Dramma lirico in cinque atti

Libretto di François-Joseph Méry e Camille Du Locle

Traduzione italiana di Achille De Lauzières e Angelo Zanardini

Musica di GIUSEPPE VERDI

Edizione integrale della versione in 5 atti, a cura di U. Günther e L. Petazzoni

Editore Casa Ricordi, Milano

Produzione Festival di Salisburgo

Direttore MYUNG-WHUN CHUNG

Regia PETER STEIN

Scene FERDINAND WÖGERBAUER

Costumi ANNA MARIA HEINREICH

Luci JOACHIM BARTH

****

Personaggi e interpreti principali

Don Carlo, Infante di Spagna Francesco Meli

Filippo II, Re di Spagna Ferruccio Furlanetto

Rodrigo, Marchese di Posa Simone Piazzola

Il Grande Inquisitore Orlin Anastassov

Elisabetta di Valois Krassimira Stoyanova

La Principessa d’Eboli Ekaterina Semenchuk

Tebaldo Theresa Zisser

Un frate Martin Summer*

Conte di Lerma / Araldo reale Azer Zada*

Voce dal cielo Céline Mellon*

CORO E ORCHESTRA DEL TEATRO ALLA SCALA

Maestro del Coro BRUNO CASONI

*Allievi Accademia di perfezionamento per cantanti lirici del Teatro alla Scala

———

Date:

Martedì 17 gennaio 2017 ore 18.30 ~ prima rappresentazione

Domenica 22 gennaio 2017 ore 18.30 ~ turno C

Giovedì 26 gennaio 2017 ore 18.30 ~ turno A

Domenica 29 gennaio 2017 ore 14.30 ~ turno G La Scala UNDER30

Mercoledì 1 febbraio 2017 ore 18.30 ~ turno D

Sabato 4 febbraio 2017 ore 18.30 ~ turno E

Mercoledì 8 febbraio 2017 ore 18.30 ~ turno B

Domenica 12 febbraio 2017 ore 14.30 ~ fuori abbonamento

———-

Prezzi: da 250 a 15 euro

Infotel 02 72 00 37 44

www.teatroallascala.org

———

Dal 17 gennaio al 12 febbraio torna in scena alla Scala per otto recite Don Carlo nella versione in cinque atti.

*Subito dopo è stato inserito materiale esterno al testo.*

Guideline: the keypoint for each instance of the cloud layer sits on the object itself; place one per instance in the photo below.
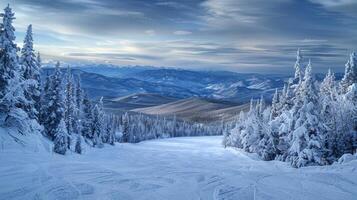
(238, 35)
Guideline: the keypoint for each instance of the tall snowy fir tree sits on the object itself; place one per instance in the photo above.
(97, 126)
(350, 76)
(308, 123)
(70, 104)
(31, 72)
(299, 71)
(54, 108)
(60, 138)
(13, 101)
(125, 136)
(87, 118)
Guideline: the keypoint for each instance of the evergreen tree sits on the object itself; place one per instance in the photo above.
(78, 147)
(306, 138)
(31, 73)
(98, 125)
(299, 72)
(60, 139)
(54, 108)
(275, 105)
(125, 136)
(70, 104)
(87, 118)
(350, 76)
(12, 94)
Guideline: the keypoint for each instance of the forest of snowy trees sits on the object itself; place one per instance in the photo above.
(61, 111)
(308, 123)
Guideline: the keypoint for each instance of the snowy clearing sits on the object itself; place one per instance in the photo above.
(176, 168)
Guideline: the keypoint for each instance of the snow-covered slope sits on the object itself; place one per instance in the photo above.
(136, 100)
(195, 109)
(178, 168)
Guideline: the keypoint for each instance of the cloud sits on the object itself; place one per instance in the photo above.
(150, 32)
(255, 35)
(182, 32)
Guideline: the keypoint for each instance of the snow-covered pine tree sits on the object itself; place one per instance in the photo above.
(54, 108)
(251, 133)
(79, 107)
(87, 118)
(12, 95)
(307, 136)
(299, 71)
(350, 75)
(30, 70)
(328, 97)
(45, 99)
(125, 131)
(274, 111)
(78, 147)
(60, 138)
(98, 125)
(70, 104)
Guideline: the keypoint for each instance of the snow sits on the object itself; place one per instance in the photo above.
(176, 168)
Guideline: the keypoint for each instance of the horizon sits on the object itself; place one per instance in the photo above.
(205, 35)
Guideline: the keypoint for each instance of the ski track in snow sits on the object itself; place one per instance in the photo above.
(176, 168)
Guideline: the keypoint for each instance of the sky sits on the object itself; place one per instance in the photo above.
(238, 35)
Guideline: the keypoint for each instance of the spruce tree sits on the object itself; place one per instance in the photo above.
(54, 108)
(12, 95)
(350, 76)
(125, 131)
(69, 104)
(87, 118)
(60, 138)
(30, 70)
(78, 147)
(97, 126)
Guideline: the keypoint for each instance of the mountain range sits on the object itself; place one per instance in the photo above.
(188, 94)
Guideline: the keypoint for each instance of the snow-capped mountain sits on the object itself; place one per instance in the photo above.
(111, 81)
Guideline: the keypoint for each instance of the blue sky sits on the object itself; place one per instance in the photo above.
(238, 35)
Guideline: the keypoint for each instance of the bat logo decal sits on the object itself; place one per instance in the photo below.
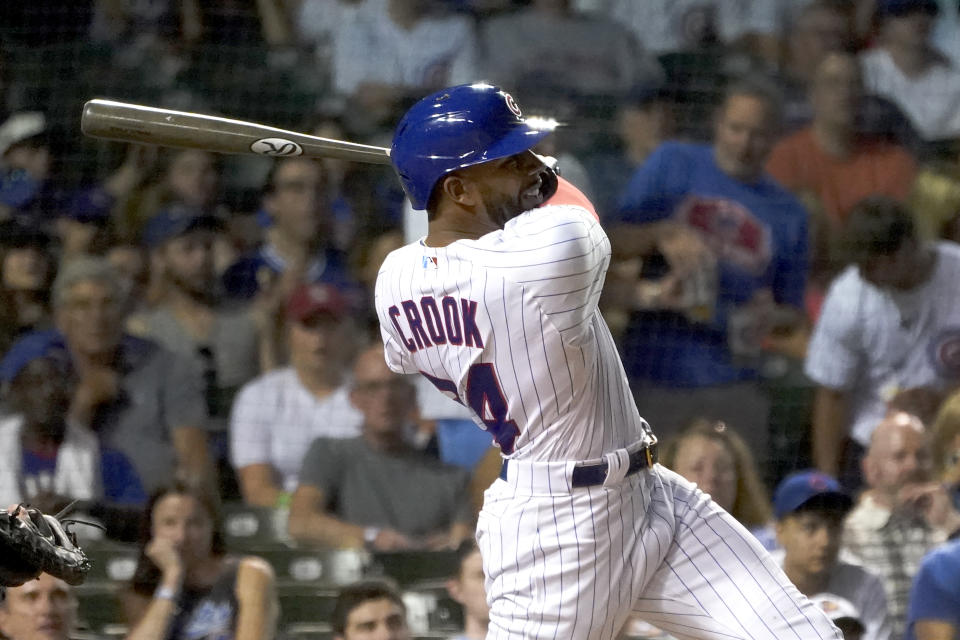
(277, 147)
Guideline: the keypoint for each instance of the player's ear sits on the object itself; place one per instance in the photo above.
(458, 189)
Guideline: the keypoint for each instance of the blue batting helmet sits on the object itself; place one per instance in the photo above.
(455, 128)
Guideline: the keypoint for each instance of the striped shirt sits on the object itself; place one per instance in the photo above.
(890, 546)
(508, 325)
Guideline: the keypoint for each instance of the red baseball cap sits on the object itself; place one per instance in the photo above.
(308, 300)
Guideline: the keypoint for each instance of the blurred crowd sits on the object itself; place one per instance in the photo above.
(182, 334)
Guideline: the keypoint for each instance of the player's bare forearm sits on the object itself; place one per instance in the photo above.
(830, 415)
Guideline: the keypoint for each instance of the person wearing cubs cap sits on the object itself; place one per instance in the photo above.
(275, 417)
(843, 614)
(189, 316)
(497, 306)
(809, 508)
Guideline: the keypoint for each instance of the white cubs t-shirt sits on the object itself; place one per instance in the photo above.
(875, 343)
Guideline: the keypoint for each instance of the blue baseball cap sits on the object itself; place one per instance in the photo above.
(33, 346)
(800, 489)
(176, 220)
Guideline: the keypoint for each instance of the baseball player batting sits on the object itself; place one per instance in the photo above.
(497, 307)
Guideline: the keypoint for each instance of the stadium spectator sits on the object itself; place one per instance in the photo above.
(905, 68)
(644, 119)
(725, 251)
(26, 273)
(187, 176)
(901, 515)
(670, 26)
(276, 416)
(186, 586)
(813, 31)
(297, 246)
(376, 490)
(82, 229)
(885, 329)
(935, 199)
(810, 508)
(138, 397)
(367, 610)
(551, 44)
(30, 180)
(391, 49)
(189, 319)
(41, 609)
(467, 588)
(47, 457)
(842, 613)
(720, 463)
(832, 166)
(935, 597)
(945, 436)
(830, 159)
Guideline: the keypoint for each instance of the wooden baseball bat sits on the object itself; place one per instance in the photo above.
(149, 125)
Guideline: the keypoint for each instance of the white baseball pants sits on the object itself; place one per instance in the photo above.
(572, 564)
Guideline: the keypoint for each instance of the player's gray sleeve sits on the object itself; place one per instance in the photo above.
(833, 356)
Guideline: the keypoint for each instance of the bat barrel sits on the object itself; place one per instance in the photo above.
(112, 120)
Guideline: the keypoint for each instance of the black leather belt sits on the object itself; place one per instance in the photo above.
(591, 475)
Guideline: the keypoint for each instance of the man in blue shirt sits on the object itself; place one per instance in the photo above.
(298, 246)
(934, 612)
(49, 458)
(723, 250)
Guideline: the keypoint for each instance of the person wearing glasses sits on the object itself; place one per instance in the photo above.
(377, 490)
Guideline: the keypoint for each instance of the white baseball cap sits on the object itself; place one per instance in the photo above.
(21, 126)
(837, 608)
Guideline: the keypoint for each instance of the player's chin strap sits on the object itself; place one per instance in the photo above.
(548, 177)
(618, 463)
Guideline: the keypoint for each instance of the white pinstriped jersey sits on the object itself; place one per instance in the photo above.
(508, 324)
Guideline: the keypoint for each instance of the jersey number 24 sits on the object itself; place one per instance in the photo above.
(485, 398)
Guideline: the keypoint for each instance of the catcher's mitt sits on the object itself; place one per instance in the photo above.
(32, 542)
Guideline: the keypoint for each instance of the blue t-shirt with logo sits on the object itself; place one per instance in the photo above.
(936, 588)
(757, 230)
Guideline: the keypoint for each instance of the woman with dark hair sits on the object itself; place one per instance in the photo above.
(186, 586)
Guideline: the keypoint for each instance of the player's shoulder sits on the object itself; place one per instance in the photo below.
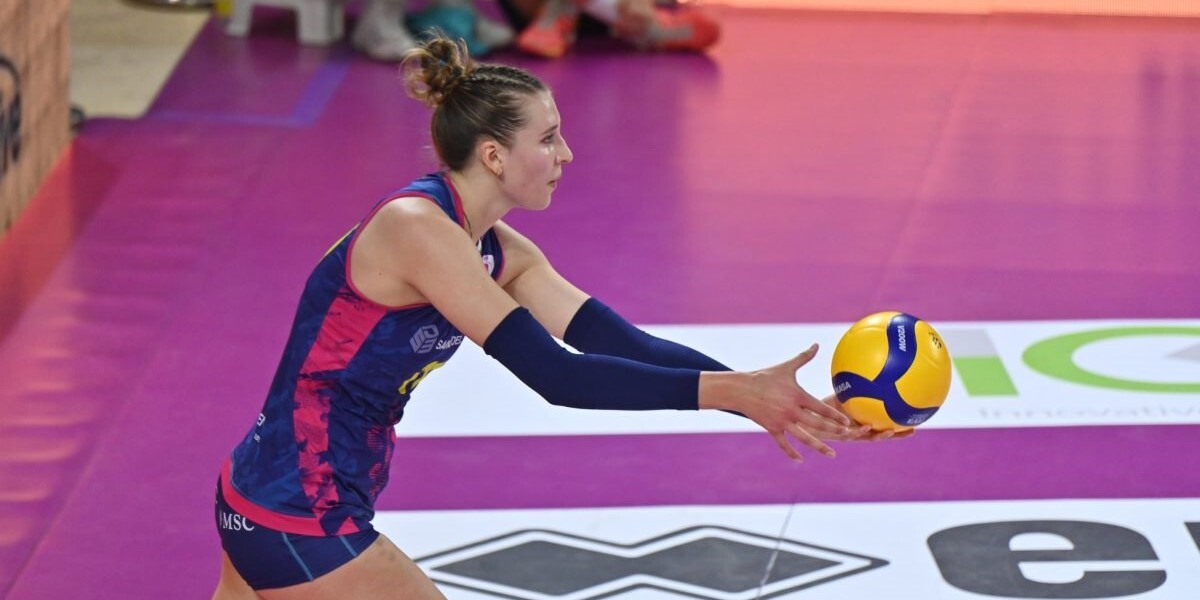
(515, 243)
(414, 211)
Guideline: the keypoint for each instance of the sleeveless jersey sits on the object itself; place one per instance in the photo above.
(317, 457)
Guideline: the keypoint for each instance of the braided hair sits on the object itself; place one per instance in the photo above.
(471, 100)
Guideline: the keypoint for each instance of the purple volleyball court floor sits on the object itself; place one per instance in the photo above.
(814, 168)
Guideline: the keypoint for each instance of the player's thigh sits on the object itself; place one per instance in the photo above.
(232, 586)
(382, 571)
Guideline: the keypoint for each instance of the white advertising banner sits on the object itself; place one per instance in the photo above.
(905, 551)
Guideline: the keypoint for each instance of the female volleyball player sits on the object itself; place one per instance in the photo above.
(390, 303)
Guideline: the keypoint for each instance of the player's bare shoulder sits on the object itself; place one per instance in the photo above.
(520, 252)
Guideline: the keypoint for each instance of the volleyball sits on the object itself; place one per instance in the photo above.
(891, 371)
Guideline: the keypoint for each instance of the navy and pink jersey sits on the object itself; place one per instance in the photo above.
(317, 457)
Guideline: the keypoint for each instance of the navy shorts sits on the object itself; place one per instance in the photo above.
(270, 558)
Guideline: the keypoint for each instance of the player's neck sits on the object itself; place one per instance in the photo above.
(483, 201)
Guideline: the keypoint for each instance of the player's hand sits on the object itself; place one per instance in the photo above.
(780, 406)
(859, 432)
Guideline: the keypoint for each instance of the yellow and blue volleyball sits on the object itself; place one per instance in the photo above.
(891, 371)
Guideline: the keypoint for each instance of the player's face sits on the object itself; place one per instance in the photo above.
(535, 161)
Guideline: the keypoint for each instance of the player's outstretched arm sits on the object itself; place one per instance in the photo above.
(586, 323)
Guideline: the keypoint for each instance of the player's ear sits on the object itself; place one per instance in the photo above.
(491, 154)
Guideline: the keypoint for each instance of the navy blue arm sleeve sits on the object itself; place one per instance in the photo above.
(597, 329)
(587, 381)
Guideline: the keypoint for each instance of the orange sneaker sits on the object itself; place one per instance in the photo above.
(550, 36)
(683, 29)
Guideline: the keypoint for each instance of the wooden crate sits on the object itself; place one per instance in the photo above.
(34, 37)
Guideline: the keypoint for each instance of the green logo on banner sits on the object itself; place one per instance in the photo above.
(1055, 358)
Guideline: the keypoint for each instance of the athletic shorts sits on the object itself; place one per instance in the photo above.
(269, 558)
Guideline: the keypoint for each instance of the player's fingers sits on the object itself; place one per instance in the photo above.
(822, 426)
(823, 409)
(810, 441)
(803, 358)
(787, 448)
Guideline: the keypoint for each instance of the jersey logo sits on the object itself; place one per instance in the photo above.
(424, 339)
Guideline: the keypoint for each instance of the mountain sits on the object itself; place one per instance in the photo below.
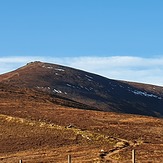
(89, 90)
(49, 111)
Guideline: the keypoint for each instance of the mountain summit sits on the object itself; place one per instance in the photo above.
(91, 90)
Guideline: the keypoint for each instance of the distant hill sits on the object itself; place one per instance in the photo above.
(86, 90)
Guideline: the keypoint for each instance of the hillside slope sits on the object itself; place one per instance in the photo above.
(89, 89)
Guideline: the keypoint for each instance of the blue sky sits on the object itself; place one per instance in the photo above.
(85, 32)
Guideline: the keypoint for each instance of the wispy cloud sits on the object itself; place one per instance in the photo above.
(138, 69)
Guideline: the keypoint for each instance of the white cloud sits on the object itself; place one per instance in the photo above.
(138, 69)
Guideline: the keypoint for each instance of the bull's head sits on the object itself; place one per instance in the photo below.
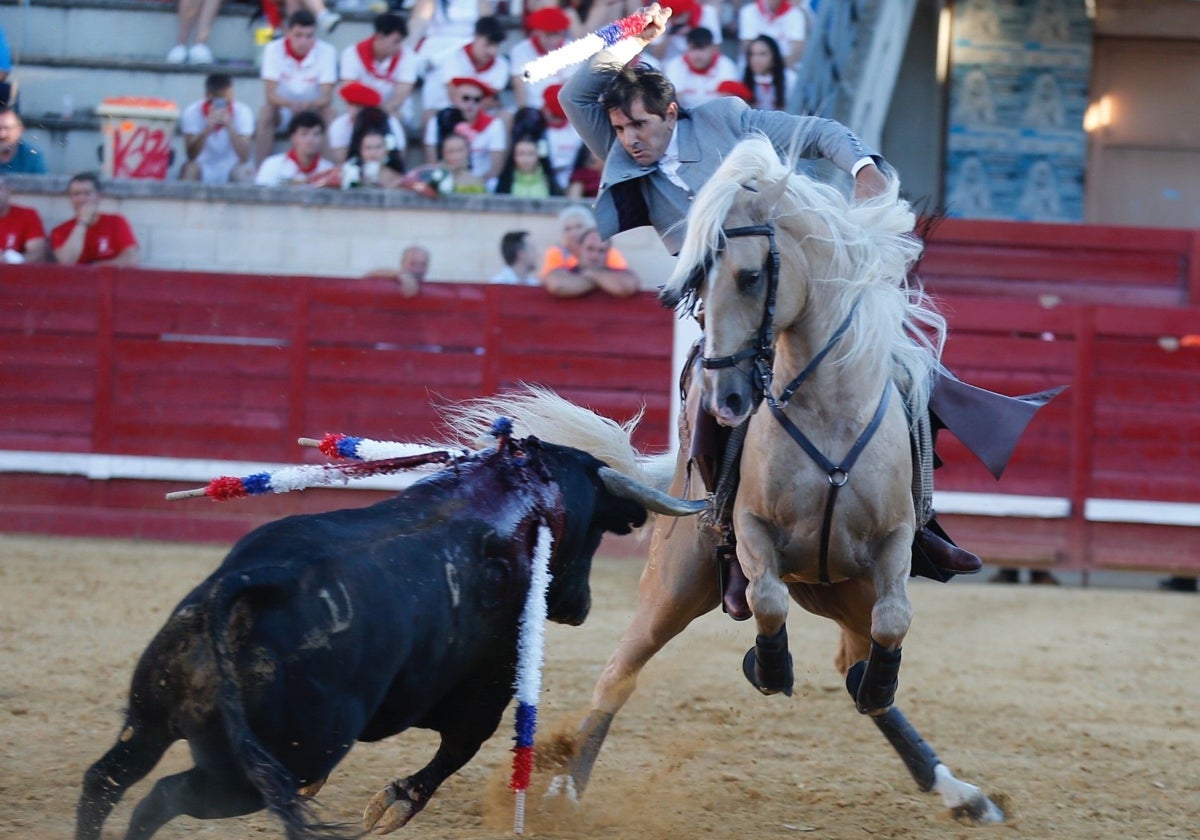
(593, 499)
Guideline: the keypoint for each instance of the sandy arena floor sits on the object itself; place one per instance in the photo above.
(1078, 711)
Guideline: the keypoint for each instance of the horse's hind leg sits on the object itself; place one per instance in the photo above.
(964, 799)
(129, 761)
(677, 586)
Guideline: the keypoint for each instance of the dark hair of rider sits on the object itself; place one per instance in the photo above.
(633, 83)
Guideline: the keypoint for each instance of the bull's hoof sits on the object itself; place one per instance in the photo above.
(388, 810)
(772, 679)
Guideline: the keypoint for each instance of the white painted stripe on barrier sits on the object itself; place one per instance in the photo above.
(150, 468)
(202, 471)
(1149, 513)
(1001, 504)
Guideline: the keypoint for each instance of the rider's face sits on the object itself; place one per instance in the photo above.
(643, 135)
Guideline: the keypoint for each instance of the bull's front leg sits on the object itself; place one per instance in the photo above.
(402, 799)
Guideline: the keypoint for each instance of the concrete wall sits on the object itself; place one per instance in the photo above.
(325, 232)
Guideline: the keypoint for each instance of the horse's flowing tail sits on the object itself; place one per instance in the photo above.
(544, 414)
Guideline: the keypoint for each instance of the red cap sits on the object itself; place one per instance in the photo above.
(736, 89)
(550, 101)
(467, 81)
(683, 11)
(355, 93)
(549, 19)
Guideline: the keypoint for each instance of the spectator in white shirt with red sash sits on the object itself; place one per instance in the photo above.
(383, 63)
(781, 19)
(480, 59)
(301, 165)
(298, 75)
(547, 31)
(486, 135)
(700, 71)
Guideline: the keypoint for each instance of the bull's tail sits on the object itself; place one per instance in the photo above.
(544, 414)
(279, 786)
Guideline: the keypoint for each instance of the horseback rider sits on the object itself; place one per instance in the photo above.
(658, 155)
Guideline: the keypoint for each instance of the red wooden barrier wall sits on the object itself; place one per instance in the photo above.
(222, 366)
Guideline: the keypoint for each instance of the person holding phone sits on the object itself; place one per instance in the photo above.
(217, 132)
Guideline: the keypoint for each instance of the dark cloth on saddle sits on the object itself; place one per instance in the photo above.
(988, 424)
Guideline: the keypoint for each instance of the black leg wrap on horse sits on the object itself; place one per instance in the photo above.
(874, 682)
(917, 755)
(768, 665)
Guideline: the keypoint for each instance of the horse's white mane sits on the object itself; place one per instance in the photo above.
(863, 249)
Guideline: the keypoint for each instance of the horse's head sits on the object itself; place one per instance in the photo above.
(732, 263)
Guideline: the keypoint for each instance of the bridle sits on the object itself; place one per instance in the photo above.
(762, 352)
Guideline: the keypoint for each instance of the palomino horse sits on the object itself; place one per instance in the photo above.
(807, 307)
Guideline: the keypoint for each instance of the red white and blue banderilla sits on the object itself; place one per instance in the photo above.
(576, 52)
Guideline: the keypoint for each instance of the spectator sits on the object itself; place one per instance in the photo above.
(527, 172)
(444, 25)
(551, 127)
(480, 59)
(455, 153)
(766, 75)
(520, 263)
(93, 238)
(298, 75)
(358, 97)
(414, 267)
(700, 71)
(22, 235)
(591, 271)
(586, 175)
(785, 21)
(382, 63)
(7, 84)
(685, 16)
(547, 31)
(373, 160)
(301, 165)
(17, 155)
(217, 135)
(484, 133)
(324, 17)
(196, 19)
(574, 221)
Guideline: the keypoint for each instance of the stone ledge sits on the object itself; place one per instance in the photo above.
(237, 193)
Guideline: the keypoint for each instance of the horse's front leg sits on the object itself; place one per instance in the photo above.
(768, 664)
(677, 586)
(879, 676)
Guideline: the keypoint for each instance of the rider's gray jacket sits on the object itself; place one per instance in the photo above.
(633, 195)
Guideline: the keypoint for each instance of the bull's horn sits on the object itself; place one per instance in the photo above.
(655, 501)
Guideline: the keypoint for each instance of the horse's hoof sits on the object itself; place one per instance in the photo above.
(754, 672)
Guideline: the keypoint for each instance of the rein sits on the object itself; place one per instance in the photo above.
(762, 352)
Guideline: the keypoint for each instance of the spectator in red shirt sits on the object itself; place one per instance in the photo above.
(93, 238)
(22, 235)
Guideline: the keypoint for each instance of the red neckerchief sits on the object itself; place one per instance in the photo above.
(697, 71)
(208, 106)
(784, 9)
(366, 54)
(471, 54)
(292, 54)
(473, 130)
(310, 169)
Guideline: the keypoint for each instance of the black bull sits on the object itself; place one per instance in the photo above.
(321, 630)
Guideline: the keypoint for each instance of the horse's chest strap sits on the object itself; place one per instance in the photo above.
(838, 474)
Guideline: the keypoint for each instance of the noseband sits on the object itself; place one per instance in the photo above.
(762, 352)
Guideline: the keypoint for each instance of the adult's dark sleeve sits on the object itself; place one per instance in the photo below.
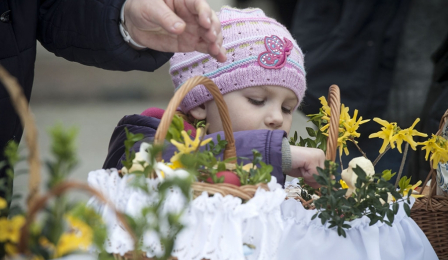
(86, 31)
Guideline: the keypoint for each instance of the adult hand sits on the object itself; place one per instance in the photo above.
(175, 26)
(304, 163)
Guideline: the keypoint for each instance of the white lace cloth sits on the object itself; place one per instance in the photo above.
(216, 227)
(304, 238)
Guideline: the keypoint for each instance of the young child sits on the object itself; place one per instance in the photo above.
(262, 81)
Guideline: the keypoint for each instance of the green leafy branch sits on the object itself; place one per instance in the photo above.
(369, 199)
(317, 140)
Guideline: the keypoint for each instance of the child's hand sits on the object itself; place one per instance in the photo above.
(304, 163)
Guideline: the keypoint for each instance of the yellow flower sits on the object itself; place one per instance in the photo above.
(190, 145)
(406, 135)
(11, 249)
(79, 238)
(3, 203)
(325, 108)
(386, 133)
(438, 147)
(343, 184)
(44, 242)
(347, 128)
(412, 187)
(82, 230)
(10, 229)
(249, 166)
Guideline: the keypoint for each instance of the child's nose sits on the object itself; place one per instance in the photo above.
(274, 120)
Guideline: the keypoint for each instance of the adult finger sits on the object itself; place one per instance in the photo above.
(219, 53)
(203, 11)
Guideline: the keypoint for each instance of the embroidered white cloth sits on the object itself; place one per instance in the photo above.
(217, 227)
(304, 238)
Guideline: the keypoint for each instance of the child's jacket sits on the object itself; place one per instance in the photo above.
(267, 142)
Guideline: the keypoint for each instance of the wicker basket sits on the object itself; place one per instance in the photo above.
(35, 201)
(431, 212)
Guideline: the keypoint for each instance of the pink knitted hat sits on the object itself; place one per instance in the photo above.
(260, 51)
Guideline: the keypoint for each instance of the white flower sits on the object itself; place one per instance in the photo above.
(350, 177)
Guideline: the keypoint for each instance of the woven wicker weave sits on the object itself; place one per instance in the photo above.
(431, 212)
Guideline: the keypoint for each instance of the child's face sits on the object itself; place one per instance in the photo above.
(260, 107)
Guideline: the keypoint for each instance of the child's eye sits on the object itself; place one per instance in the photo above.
(255, 102)
(286, 110)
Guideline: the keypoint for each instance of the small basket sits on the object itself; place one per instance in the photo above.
(431, 212)
(35, 201)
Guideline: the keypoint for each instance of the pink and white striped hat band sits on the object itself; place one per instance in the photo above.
(260, 51)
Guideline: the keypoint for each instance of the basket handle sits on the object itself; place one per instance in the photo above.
(40, 202)
(334, 102)
(230, 150)
(20, 104)
(433, 174)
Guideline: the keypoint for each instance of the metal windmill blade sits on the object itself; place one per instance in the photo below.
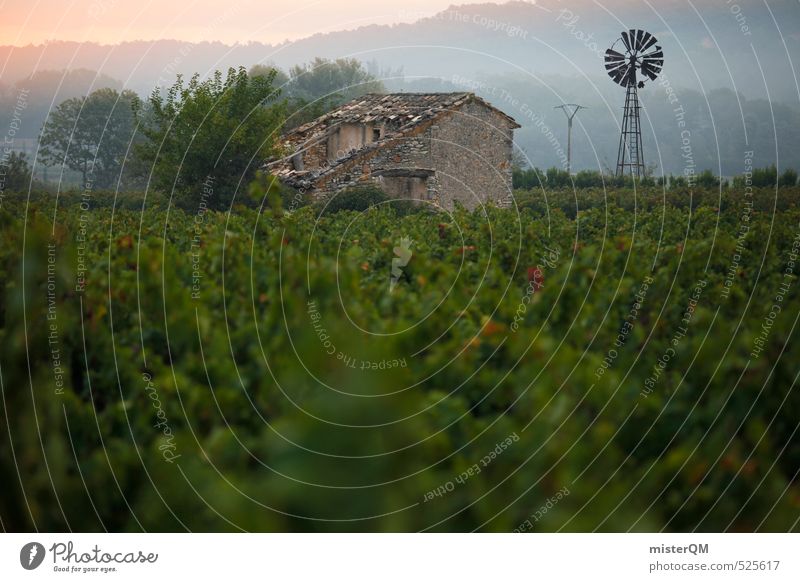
(643, 54)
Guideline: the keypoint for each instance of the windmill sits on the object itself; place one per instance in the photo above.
(639, 58)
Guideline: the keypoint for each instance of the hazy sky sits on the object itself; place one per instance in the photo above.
(109, 21)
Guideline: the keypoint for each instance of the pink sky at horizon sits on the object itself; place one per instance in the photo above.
(111, 21)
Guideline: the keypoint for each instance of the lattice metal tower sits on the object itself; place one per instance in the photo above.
(622, 66)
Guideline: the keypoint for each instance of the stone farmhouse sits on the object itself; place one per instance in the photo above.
(432, 147)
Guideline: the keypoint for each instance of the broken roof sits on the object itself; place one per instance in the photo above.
(398, 109)
(401, 111)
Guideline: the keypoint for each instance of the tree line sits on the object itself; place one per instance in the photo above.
(198, 131)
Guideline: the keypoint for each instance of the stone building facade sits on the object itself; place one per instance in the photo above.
(436, 148)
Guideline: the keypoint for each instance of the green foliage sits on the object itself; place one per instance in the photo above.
(212, 318)
(317, 87)
(91, 135)
(15, 173)
(216, 131)
(312, 89)
(358, 198)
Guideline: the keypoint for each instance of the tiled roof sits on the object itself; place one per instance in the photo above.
(401, 112)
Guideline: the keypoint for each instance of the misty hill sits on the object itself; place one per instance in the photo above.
(709, 49)
(721, 64)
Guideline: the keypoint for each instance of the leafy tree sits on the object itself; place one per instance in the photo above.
(788, 178)
(15, 173)
(214, 131)
(91, 135)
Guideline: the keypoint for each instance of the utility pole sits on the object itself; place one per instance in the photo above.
(570, 110)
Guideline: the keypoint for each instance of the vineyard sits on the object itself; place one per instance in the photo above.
(596, 360)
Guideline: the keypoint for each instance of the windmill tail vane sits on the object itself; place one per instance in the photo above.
(634, 58)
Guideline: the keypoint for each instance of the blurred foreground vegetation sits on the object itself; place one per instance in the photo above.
(165, 370)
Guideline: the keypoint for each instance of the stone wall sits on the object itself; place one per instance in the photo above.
(463, 156)
(471, 151)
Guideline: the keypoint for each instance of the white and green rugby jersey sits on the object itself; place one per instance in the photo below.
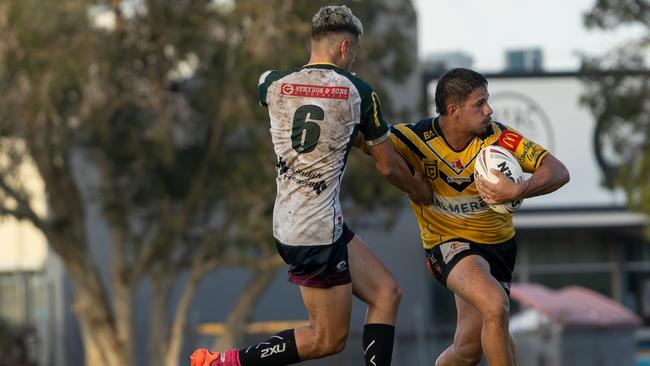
(315, 113)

Sul podio un verdiano di rango, Myung-Whun Chung, l’allievo di Giulini che, dopo anni di sodalizio con il Teatro e l’orchestra che ha diretto in titoli di Šostakovič, Mozart e Puccini oltre a decine di concerti con la Filarmonica, ha conquistato l’anno scorso pubblico e critica con il suo primo titolo del compositore di Busseto alla Scala, un Simon Boccanegra umbratile e sensibilissimo. In scena per Don Carlo una compagnia all’altezza dell’occasione: Francesco Meli, dopo l’affermazione in Giovanna d’Arco lo scorso 7 dicembre e ne I due Foscari, torna debuttando in uno dei grandi ruoli del Verdi maturo prima di ritrovare Anna Netrebko ne La traviata a marzo. Accanto a lui è Krassimira Stoyanova, applaudita alla Scala in Der Rosenkavalier ma anche come Amelia in Simon Boccanegra, proprio con il M° Chung. Una certezza il Filippo II di Ferruccio Furlanetto, già autorevolissimo interprete nell’edizione diretta da Daniele Gatti che inaugurò la Stagione 2008/2009; Eboli ha la voce di Ekaterina Semenchuk, Posa è Simone Piazzola e l’Inquisitore Orlin Anastassov. Lo spettacolo è quello firmato da Peter Stein per la regia e da Ferdinand Wögerbauer per le scene andato in scena nel 2013 al Festival di Salisburgo.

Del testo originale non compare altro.